Solve Exercise with Modulo: Is this Correct?

[mathmari]

Hey!

I have the following exercise:

If $p$ is prime, $p \nmid a$, $p \nmid b$, prove that $$a^p \equiv b^p \pmod p \Rightarrow a^p \equiv b^p \pmod {p^2}$$

My idea is the following:
$$ a^p \equiv b^p \pmod p $$
$$ a^p \equiv a \pmod p $$
$$ b^p \equiv b \pmod p $$

$$ a \equiv b \pmod p \Rightarrow a=b+kp, k \in \mathbb{Z}$$

$$ a^p=(b+kp)^p=\sum_{m=0}^{p} \binom{p}{m} (kp)^mb^{p-m}=\binom{p}{0}b^p+\binom{p}{1}(kp)b^{p-1}+ \dots + \binom{p}{p}(kp)^p= \\ b^p+kp^2b^{p-1}+ \frac{1}{2}(p-1)p^3b^{p-2}k^2+\dots + k^pp^p$$

$$ p^2 \mid kp^2b^{p-1}+ \frac{1}{2}(p-1)p^3b^{p-2}k^2+\dots + k^pp^p
\Rightarrow p^2 \mid a^p-b^p $$

Is this correct?? (Wondering)

 

[Deveno]

That looks correct.

 

[mathmari]

That looks correct.

Do we not have to prove that $$kb^{p-1}+ \frac{1}{2}(p-1)pb^{p-2}k^2+\dots + k^pp^{p-2} \in \mathbb{Z} $$?? (Wondering)

 

[I like Serena]

Do we not have to prove that $$kb^{p-1}+ \frac{1}{2}(p-1)pb^{p-2}k^2+\dots + k^pp^{p-2} \in \mathbb{Z} $$?? (Wondering)

Yep.
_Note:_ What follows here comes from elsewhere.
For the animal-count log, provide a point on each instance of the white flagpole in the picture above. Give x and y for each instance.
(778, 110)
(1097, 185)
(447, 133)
We do.
Can you? (Wondering)

 

[I like Serena]

Yep. We do.
Can you? (Wondering)

Consider that each of the binomial coefficients is of the form:
$$\binom p k = \frac{p \cdot (p-1) \cdot ... \cdot (p-k+1)}{1\cdot 2 \cdot ... \cdot k}$$
It is given that this is an integer.
So each of those factors in the denominator come back in the numerator somehow.
Can any of them contain a factor that divides $p$? (Wondering)

 

[Deveno]

One can prove that:

$\displaystyle \binom{n}{k} = \binom{n-1}{k-1} + \binom{n-1}{k}$

which furnishes an easy inductive proof that for all $0 \leq k \leq n$ that $\displaystyle \binom{n}{k}$ is an integer, given:

$\displaystyle \binom{n}{0} = \binom{n}{n} = 1$, for all $n \in \Bbb Z^+$.

Then the only fact we need in the expansion of $(b + kp)^p$ is that $\displaystyle p|\binom{p}{1}$

since $p^2$ occurs in all the other terms of the expansion, no matter what the coefficient is.